Despite my considerable body of poetry, I regard myself essentially as a dramatist. I experience the world as a dynamic interplay between opposing forces: hot/cold, positive/negative, male/female, electron/proton, good/evil – there are innumerable forms of antithetical forces. Everything that exists is a product of the perpetual tension between opposites. If either side were ever to win out over the other, the world would instantly cease to exist. It’s therefore not surprising, though I was not aware of it at the time, that the first serious literary work I attempted was a play I wrote at the age of 17. Years later the Canadian poet Wilfred Watson said to me: Henry, you’re a born dramatist. All your poems are written for different voices. This insight was slow to dawn on me.  
 
Conflict is the heart of drama, and the playwright must be able to identify with the paradoxical nature of things. The lyrical and the dramatic modes are not irreconcilable. The best playwrights, like Shakespeare, Chekhov and Sophocles, combine action and reflection in their work, thus giving depth and scope to the theatrical experience.
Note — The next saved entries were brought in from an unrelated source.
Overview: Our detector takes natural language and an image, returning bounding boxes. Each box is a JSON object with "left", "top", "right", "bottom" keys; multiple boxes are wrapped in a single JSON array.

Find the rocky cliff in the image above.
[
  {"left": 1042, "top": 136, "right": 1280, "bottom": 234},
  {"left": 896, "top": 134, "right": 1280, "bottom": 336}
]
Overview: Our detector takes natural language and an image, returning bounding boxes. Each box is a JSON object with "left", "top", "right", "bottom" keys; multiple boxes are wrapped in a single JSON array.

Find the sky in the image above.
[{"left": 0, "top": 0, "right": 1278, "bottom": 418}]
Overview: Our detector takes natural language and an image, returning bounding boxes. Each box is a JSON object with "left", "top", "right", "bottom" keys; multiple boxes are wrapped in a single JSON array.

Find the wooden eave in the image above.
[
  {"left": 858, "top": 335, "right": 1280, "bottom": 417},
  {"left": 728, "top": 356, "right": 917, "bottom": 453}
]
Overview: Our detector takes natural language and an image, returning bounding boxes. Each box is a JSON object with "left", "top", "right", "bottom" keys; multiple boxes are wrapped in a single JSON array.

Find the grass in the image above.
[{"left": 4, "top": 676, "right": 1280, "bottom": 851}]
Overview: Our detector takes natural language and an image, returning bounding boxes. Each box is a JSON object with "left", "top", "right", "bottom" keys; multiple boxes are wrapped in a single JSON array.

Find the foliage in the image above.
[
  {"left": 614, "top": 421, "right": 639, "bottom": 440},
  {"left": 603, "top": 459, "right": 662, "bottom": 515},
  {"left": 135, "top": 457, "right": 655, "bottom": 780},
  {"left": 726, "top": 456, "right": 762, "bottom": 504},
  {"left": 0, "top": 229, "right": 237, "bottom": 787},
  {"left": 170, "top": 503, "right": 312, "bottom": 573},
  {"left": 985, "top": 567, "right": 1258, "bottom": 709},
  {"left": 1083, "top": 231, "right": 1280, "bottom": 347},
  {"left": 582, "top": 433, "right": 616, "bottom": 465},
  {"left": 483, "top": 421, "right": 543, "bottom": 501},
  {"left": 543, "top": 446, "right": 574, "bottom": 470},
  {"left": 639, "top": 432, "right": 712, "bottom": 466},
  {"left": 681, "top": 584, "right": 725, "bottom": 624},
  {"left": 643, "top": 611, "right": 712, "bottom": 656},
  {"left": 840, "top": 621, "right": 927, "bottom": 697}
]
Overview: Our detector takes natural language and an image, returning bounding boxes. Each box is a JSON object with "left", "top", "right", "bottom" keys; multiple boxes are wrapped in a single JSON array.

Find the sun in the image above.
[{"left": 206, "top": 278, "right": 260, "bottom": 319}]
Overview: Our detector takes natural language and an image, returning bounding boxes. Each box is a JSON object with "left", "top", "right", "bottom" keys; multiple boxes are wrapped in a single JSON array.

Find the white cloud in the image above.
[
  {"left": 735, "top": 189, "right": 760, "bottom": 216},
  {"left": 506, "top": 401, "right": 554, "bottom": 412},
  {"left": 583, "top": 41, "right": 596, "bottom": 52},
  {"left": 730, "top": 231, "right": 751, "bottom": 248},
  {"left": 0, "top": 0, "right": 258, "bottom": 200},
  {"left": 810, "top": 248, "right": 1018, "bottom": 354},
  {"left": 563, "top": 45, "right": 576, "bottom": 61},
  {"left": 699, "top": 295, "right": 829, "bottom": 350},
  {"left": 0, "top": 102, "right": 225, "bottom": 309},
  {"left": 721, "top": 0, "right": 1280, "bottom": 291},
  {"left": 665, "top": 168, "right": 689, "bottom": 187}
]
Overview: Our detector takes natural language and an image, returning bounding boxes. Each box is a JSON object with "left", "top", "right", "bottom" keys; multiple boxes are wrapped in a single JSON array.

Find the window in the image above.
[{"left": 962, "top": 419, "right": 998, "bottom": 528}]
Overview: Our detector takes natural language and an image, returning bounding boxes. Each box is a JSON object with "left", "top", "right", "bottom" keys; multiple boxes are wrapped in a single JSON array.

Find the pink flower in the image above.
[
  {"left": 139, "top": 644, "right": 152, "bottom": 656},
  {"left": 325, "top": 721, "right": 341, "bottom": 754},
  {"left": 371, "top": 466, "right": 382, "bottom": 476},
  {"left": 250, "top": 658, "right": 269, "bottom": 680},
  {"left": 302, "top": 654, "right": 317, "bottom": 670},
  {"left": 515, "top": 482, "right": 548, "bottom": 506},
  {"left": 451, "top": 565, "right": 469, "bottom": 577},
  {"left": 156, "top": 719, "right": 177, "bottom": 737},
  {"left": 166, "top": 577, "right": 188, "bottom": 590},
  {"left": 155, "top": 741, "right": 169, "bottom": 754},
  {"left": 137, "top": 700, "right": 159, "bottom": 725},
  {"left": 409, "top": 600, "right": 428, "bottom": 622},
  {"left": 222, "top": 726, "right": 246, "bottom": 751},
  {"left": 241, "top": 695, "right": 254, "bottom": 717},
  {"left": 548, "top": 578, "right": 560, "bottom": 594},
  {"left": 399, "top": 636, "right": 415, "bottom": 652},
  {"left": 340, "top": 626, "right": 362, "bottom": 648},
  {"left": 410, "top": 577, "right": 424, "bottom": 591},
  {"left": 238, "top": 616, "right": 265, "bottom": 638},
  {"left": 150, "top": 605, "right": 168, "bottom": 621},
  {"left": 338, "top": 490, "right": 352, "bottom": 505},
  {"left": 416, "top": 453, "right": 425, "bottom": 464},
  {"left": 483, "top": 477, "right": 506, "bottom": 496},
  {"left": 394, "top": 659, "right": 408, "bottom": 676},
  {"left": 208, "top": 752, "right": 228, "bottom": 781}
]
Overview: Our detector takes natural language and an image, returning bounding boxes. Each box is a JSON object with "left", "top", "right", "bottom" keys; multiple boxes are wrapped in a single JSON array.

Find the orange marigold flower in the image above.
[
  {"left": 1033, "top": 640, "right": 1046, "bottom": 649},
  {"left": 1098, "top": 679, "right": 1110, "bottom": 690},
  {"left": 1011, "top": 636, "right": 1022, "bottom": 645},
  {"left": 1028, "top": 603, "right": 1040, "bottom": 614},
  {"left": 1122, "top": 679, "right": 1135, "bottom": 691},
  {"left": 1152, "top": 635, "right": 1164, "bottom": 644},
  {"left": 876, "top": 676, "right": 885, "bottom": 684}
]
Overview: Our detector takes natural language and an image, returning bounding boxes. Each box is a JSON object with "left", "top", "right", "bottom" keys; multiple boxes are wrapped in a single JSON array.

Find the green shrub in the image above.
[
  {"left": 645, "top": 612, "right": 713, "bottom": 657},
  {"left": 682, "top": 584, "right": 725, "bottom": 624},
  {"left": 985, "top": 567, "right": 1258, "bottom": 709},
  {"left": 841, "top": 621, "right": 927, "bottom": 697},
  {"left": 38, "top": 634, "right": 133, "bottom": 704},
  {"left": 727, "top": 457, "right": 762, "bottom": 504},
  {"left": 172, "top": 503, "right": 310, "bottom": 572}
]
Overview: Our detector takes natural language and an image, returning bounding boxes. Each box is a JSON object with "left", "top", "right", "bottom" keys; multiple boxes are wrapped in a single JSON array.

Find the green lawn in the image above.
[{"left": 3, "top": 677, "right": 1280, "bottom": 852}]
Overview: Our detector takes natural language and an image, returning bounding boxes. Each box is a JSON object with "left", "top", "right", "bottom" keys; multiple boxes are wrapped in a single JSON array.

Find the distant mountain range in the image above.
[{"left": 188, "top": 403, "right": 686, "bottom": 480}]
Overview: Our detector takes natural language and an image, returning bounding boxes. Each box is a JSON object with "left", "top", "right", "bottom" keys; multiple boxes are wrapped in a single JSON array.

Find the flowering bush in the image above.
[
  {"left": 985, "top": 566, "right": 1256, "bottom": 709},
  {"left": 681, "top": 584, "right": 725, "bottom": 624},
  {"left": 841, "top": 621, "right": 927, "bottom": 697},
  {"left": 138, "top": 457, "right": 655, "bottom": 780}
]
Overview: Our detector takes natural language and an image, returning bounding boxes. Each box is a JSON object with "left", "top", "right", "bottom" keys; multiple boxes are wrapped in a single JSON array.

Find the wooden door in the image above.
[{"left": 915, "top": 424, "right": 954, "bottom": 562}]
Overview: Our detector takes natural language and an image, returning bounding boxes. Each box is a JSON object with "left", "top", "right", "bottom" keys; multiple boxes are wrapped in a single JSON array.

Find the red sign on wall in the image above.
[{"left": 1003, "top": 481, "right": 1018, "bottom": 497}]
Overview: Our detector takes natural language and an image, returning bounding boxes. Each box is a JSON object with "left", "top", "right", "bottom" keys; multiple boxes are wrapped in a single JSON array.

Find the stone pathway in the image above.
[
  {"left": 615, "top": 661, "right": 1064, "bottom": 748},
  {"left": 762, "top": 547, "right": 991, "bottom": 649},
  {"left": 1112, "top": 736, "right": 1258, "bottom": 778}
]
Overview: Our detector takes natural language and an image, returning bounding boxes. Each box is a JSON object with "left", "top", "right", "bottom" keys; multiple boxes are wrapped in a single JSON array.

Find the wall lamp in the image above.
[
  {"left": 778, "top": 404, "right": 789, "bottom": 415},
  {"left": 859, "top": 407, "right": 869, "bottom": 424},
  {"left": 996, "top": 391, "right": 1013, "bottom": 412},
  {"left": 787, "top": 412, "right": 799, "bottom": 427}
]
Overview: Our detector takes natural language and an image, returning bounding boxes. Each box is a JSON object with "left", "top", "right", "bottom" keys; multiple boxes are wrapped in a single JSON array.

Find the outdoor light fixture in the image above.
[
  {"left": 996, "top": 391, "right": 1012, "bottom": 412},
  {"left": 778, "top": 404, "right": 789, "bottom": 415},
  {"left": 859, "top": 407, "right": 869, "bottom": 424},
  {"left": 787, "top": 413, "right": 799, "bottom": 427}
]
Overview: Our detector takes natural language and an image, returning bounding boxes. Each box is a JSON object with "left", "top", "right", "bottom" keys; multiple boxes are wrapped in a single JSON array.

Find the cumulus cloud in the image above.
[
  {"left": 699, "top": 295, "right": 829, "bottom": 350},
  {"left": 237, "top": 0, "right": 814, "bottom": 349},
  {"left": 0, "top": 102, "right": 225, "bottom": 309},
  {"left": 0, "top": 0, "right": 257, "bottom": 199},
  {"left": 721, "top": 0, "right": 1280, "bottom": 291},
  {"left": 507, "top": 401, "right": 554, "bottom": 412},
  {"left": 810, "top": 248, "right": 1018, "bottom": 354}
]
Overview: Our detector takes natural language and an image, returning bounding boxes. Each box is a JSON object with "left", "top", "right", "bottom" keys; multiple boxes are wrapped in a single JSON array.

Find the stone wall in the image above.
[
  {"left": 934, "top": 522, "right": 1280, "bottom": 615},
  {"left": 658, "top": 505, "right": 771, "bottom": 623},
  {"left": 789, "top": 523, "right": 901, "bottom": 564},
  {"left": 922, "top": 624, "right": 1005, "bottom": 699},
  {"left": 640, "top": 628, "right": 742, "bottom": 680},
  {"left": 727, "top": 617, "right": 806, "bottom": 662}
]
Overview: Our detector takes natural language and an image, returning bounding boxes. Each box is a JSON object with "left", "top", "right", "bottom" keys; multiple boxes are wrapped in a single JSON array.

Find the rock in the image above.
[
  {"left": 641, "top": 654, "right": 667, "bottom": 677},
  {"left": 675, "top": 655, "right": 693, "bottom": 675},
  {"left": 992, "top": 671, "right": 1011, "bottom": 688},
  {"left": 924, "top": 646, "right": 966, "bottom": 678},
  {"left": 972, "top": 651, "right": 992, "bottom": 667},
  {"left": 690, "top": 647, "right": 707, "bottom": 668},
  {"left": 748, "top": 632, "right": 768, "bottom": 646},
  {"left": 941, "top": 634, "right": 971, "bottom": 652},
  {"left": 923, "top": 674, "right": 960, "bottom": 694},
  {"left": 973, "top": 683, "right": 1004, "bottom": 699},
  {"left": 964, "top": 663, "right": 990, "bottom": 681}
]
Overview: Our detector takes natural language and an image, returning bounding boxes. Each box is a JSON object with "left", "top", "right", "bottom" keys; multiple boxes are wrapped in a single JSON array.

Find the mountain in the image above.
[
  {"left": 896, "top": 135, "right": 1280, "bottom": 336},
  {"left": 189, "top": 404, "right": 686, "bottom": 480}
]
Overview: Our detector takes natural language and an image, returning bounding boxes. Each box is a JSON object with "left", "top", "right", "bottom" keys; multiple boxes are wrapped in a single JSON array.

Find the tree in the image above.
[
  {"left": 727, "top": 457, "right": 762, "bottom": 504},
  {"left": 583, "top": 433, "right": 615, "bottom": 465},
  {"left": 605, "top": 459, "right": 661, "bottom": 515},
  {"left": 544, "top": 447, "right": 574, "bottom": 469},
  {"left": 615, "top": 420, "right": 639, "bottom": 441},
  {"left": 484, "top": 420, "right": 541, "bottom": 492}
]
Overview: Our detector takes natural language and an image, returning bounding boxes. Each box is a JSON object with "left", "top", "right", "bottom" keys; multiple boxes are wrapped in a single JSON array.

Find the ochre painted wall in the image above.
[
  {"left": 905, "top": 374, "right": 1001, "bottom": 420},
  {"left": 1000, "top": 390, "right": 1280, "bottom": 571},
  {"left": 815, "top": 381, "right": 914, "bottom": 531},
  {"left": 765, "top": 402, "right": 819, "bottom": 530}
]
I was fortunate, recently, to be able to work on a play that called for a dynamic combination of the two modes when James Richardson of ThirdWall Theatre commissioned me to prepare a modern version of Sophocles’ Antigone. It was a thrilling challenge that allowed me to give full play to the two sides of my nature. 
 
Another necessity for the playwright is a close and living contact with the stage and theatre. In the rural environment where I lived for over 30 years I found poems came more naturally to me than plays. But whenever I lived in the city I got involved in theatre, and my dramatic output reflects these changes. Since moving to Ottawa five years ago, I have written the text for two full-length plays. I am currently working on a new play about Faust, that incarnation of what is most creative and most destructive in us.
 
List of plays
INOOK AND THE SUN  1973 Premiere: August 1, 1973, Stratford Shakespeare FestivalDirector: Jean Herbiet(This is unquestionably my most successful play, having been translated and performed in many countries.); SKINFLINT 1969; SALVADOR 1972; FOR CRYING OUT LOUD 1974; IMPROVISATIONS FOR MR X 1974; GOYA 1976; UNDER COYOTE'S EYE 1978; HOSTAGES 1983; THE NOOSE 1985.
 
Translations & Adaptations
THE DOUBLE TAKE by Luigi Pirandello, 1958; THE INSEPARABLE by Walter Bauer, 1959; THE CURVE by Tankred Dorst, 1963; A TRUMPET FOR NAP   by Tankred Dorst, 1963; GRAND TIRADE AT THE TOWN WALL  by Tancred Dorst 1970; WAITING FOR GAUDREAULT  by André Simard, 1978 (co-translator: Arlette Francière); ARE YOU AFRAID OF THIEVES by Louis-Dominique Lavigne, 1978; THE EMIGRANTS   by Slawomir Mrozek, 1981; HEDDA GABLER by Henrik Ibsen, 1982; ALL CORPSES ARE EQUAL and SACRIFICES by Shie Min, 1987 (co-translator: Jia-Lin Peng); THE GLASS MOUNTAIN  by Tor Åge Bringsvaerd, 1990 (co-translator: per Brask); PEER GYNT by Henrik Ibsen, 2009; ANTIGONE by Sophocles, 2011.